Maîtriser le lobbying, gonfler le sentiment d'insécurité, profiter de soutiens de sociétés partenaires et de liens étroits avec l'évaluateur… une enquête fascinante révèle les dessous de la reconquête du .NET par Verisign.

 
Le dossier réalisé par le renommé journal américain Washington Post sur la stratégie développé de main de maître par Verisign pour garder le .NET se lit comme un roman policier. Fasciné, on y mesure au fil des phrases toute l'ampleur du système mis en place par le registre historique de l'extension pour éviter de la perdre.

Des morts sur la route du .NET ?

Pour commencer, on comprend mieux les conséquences de la décision de l'Icann de "jouer la sécurité" en gardant Verisign comme opérateur du .NET. L'ensemble de la communauté Internet américaine semble en effet s'être sentie trahie par la reconduction de Verisign. Sur les forums spécialisés, les réactions se sont faites virulentes. "Je préfèrerai confier le .NET à Microsoft avant de le redonner à Verisign," a ainsi écrit un Internaute. "Et ce n'est pas le genre de déclaration que je fais facilement. Si Verisign construisait des voitures, il y aurait déjà eu des morts !"

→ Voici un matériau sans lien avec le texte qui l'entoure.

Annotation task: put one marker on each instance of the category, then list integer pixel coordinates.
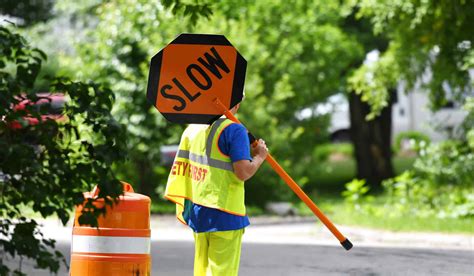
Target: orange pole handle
(294, 186)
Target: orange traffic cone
(121, 243)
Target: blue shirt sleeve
(234, 142)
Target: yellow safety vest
(204, 175)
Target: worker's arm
(245, 169)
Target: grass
(326, 187)
(341, 213)
(333, 175)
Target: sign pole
(292, 184)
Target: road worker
(207, 184)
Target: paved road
(176, 258)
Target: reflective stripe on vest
(204, 175)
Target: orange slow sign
(190, 72)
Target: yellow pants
(217, 253)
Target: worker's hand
(260, 149)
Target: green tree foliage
(47, 166)
(28, 11)
(294, 61)
(430, 42)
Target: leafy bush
(441, 182)
(415, 139)
(322, 152)
(47, 165)
(356, 193)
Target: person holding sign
(207, 184)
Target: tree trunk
(372, 141)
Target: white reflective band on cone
(118, 245)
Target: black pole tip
(347, 244)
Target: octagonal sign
(190, 72)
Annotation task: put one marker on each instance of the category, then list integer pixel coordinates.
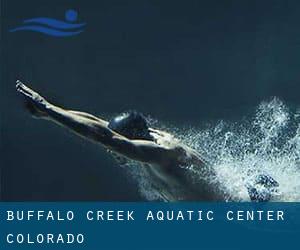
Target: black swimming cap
(132, 125)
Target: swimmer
(129, 136)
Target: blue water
(268, 141)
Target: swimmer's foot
(34, 103)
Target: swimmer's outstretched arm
(95, 129)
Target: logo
(53, 27)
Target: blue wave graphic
(53, 23)
(47, 31)
(53, 27)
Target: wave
(266, 142)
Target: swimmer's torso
(178, 180)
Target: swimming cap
(132, 125)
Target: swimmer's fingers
(37, 102)
(161, 133)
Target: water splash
(267, 142)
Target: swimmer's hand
(35, 103)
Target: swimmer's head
(132, 125)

Alors comment expliquer, face à une telle hostilité et un processus de sélection en apparence pensé par l'Icann pour déposséder Verisign du .NET, que l'extension n'ait finalement pas changée de main ? Une des raisons est manifestement le sentiment d'insécurité qui continue d'être fort dans l'Amérique de l'après 11 septembre.

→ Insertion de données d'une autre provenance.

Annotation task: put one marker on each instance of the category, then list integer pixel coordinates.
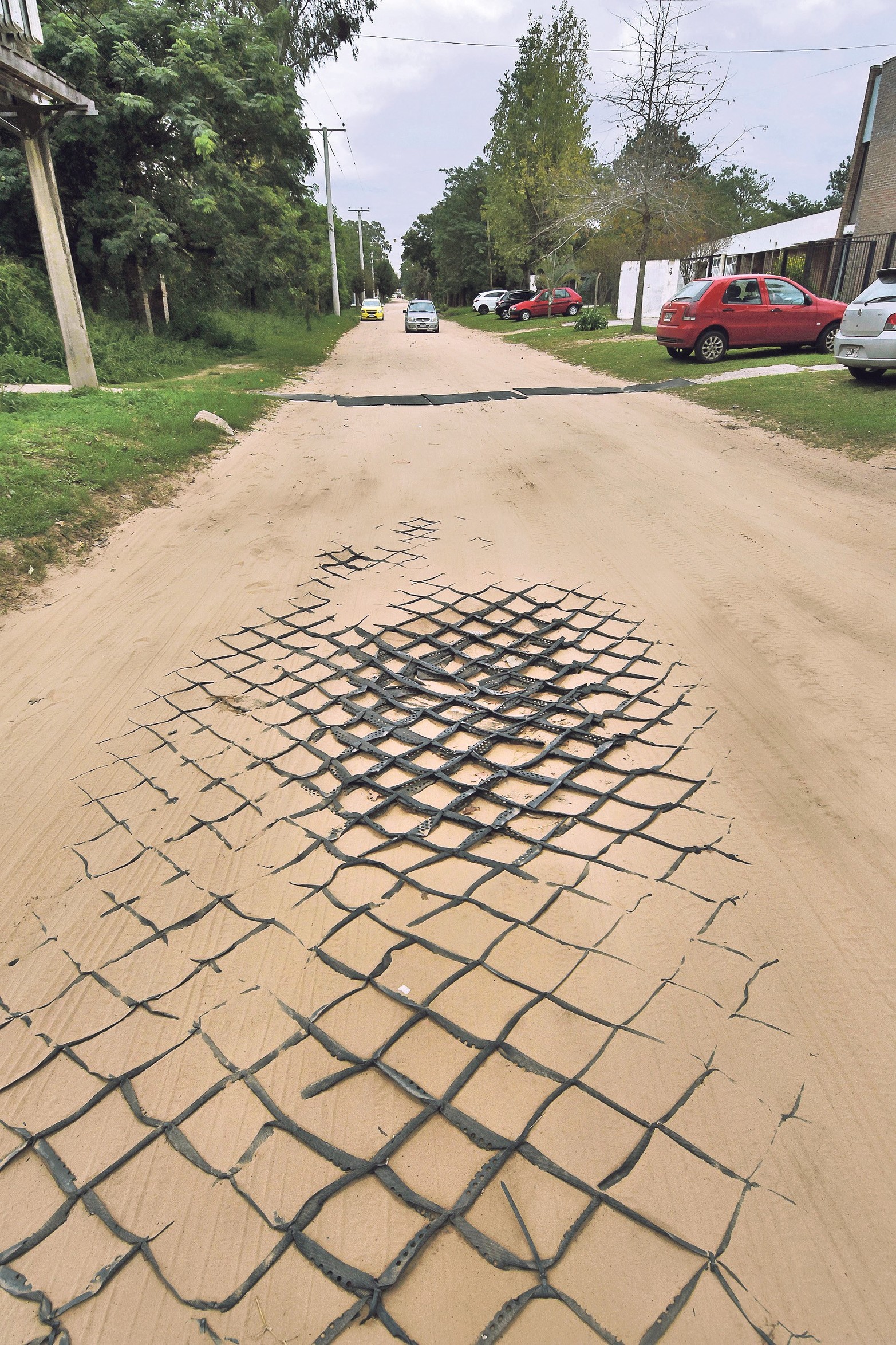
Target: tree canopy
(540, 136)
(198, 160)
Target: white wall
(661, 280)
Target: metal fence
(855, 263)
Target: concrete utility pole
(359, 211)
(325, 132)
(31, 100)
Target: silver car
(486, 300)
(421, 316)
(867, 339)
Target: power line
(347, 140)
(711, 52)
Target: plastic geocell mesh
(348, 887)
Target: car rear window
(879, 292)
(696, 289)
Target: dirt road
(398, 945)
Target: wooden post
(56, 246)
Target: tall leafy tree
(313, 30)
(540, 136)
(195, 166)
(461, 242)
(420, 269)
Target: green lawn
(833, 411)
(72, 465)
(829, 411)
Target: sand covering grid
(362, 1001)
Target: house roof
(790, 233)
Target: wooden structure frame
(31, 101)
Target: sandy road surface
(379, 973)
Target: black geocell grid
(516, 705)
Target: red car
(565, 302)
(708, 316)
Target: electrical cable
(711, 52)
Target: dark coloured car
(514, 296)
(711, 316)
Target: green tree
(461, 240)
(837, 182)
(420, 269)
(195, 166)
(540, 136)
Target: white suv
(867, 339)
(486, 302)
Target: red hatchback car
(708, 316)
(566, 302)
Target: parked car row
(707, 318)
(523, 304)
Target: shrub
(590, 320)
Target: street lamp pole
(331, 229)
(359, 211)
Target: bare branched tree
(662, 95)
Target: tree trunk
(642, 265)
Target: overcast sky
(414, 108)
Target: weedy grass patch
(72, 465)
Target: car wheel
(825, 343)
(711, 347)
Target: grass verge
(825, 411)
(73, 465)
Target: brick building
(870, 203)
(867, 230)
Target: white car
(867, 339)
(486, 302)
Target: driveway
(448, 879)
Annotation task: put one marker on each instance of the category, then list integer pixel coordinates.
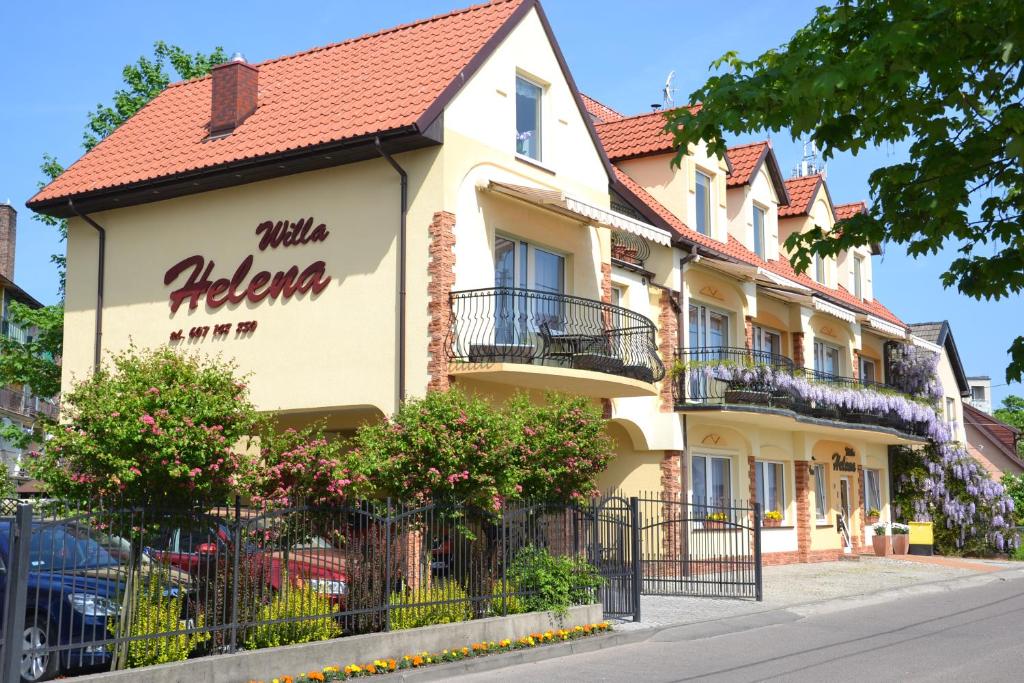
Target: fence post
(387, 567)
(636, 552)
(236, 551)
(17, 594)
(759, 590)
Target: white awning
(570, 206)
(885, 328)
(834, 310)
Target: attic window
(527, 118)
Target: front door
(844, 506)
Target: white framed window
(712, 476)
(770, 486)
(759, 230)
(826, 358)
(766, 342)
(820, 495)
(872, 491)
(868, 371)
(528, 96)
(702, 188)
(858, 276)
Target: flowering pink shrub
(151, 427)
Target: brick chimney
(233, 94)
(8, 231)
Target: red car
(200, 548)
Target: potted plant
(715, 520)
(880, 542)
(901, 539)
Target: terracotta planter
(901, 544)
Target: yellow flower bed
(455, 654)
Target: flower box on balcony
(747, 396)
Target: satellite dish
(667, 99)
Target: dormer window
(819, 269)
(527, 118)
(702, 191)
(759, 231)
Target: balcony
(771, 384)
(539, 339)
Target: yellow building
(437, 205)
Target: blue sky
(58, 61)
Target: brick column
(859, 526)
(440, 280)
(803, 510)
(668, 325)
(672, 495)
(798, 349)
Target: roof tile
(327, 94)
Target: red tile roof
(601, 113)
(802, 193)
(744, 159)
(734, 249)
(636, 135)
(372, 84)
(844, 211)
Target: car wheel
(41, 666)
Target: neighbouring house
(992, 442)
(981, 392)
(18, 406)
(437, 205)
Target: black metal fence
(125, 587)
(511, 325)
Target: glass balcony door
(519, 264)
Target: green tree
(143, 81)
(944, 75)
(152, 427)
(1013, 414)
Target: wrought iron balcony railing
(722, 376)
(521, 326)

Le Washington Post nous apprend ainsi que Verisign a parfaitement su mobiliser la presse et les grandes sociétés avec lesquelles elle entretient de bonnes relations (Microsoft ou Sun par exemple) dans le cadre d'une grande campagne de lobbying destinée à profiter de ce sentiment d'insécurité. Le but était d'envoyer un message clair aux milieux politiques dont, finalement, l'Icann reçoit les ordres. "La sécurité de l'Internet dépend du .NET. Et la sécurité du .NET est parfaitement assurée par Verisign depuis que la société gère l'extension."

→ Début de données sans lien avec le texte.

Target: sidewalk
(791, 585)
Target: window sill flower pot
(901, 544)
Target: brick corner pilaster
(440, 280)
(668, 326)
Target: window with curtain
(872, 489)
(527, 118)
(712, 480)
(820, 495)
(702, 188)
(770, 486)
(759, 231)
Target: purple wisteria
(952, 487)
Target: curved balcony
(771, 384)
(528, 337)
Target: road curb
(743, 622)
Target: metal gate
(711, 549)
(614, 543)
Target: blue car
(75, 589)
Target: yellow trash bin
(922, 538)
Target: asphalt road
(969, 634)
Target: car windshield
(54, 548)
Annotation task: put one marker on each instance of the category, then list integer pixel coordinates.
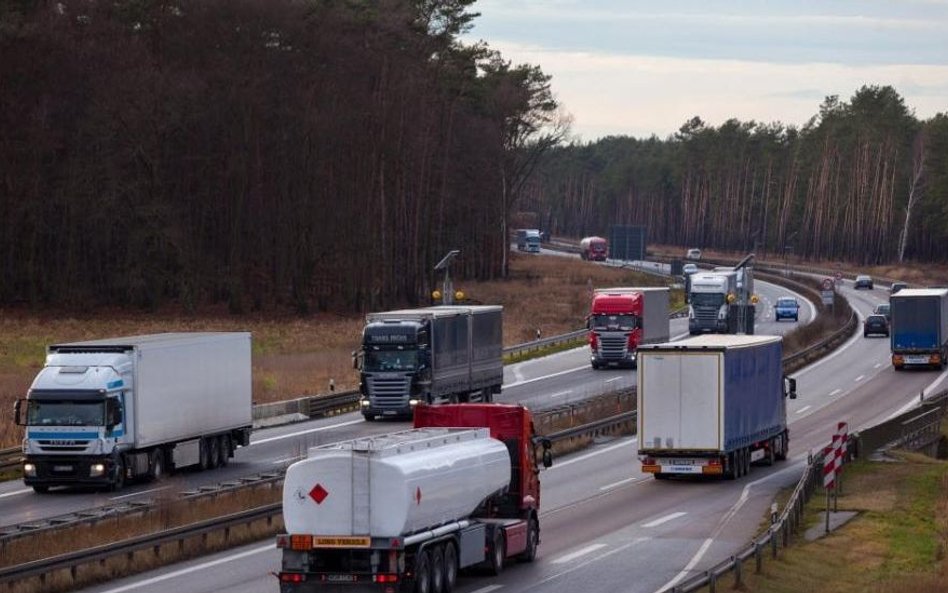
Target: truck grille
(63, 446)
(389, 392)
(613, 346)
(706, 315)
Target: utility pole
(447, 288)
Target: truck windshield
(390, 360)
(707, 299)
(66, 413)
(603, 321)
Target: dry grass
(897, 543)
(169, 512)
(296, 356)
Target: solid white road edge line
(190, 569)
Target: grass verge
(896, 544)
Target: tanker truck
(406, 511)
(443, 354)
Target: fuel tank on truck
(394, 484)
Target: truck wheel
(495, 562)
(437, 570)
(223, 450)
(118, 482)
(156, 465)
(422, 573)
(205, 455)
(533, 541)
(450, 567)
(214, 452)
(731, 472)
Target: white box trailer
(101, 411)
(712, 405)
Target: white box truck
(712, 405)
(104, 411)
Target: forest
(324, 155)
(315, 155)
(863, 181)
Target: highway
(606, 526)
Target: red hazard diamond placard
(318, 493)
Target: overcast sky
(637, 68)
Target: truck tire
(226, 451)
(422, 573)
(214, 452)
(495, 558)
(450, 567)
(156, 465)
(118, 481)
(437, 569)
(533, 540)
(205, 455)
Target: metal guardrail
(10, 458)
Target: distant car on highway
(897, 286)
(787, 308)
(875, 325)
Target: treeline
(864, 181)
(316, 154)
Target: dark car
(875, 325)
(786, 308)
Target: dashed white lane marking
(617, 484)
(578, 553)
(665, 519)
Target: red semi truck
(593, 249)
(621, 319)
(404, 512)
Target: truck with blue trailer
(919, 328)
(712, 405)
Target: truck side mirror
(547, 454)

Il semblerait également que Verisign ait bien été aidé par le choix de la société Telcordia comme évaluateur indépendant du dossier .NET. La maison mère de Telcordia fut l'un des actionnaires de Network Solutions, l'ex filiale registrar de Verisign. Or les mentalités seraient restées très proches chez Telcordia et Verisign, les deux sociétés ayant les mêmes façons de travailler.

Histoire de gros sous

Bien entendu, si Verisign n'a pas hésité à sortir l'artillerie lourde pour garder le .NET, c'est avant tout pour une histoire de gros sous. Pas ceux générés directement par le .NET – la gestion de l'extension rapporterait quand même 30 millions de dollars par an à Verisign. Non, garder le .NET était avant tout une question d'image pour Verisign.

L'action Verisign a d'ailleurs gagné plus de 5 % lorsque l'Icann a confirmé que le .NET ne changerait pas de gestionnaire. La confiance des investisseurs a notamment été renforcée par l'idée que si Verisign avait réussi à garder le .NET, il y avait vraiment très peu de chance que le registre puisse perdre un jour le .COM et ses 150 millions de dollars de chiffre d'affaire annuels.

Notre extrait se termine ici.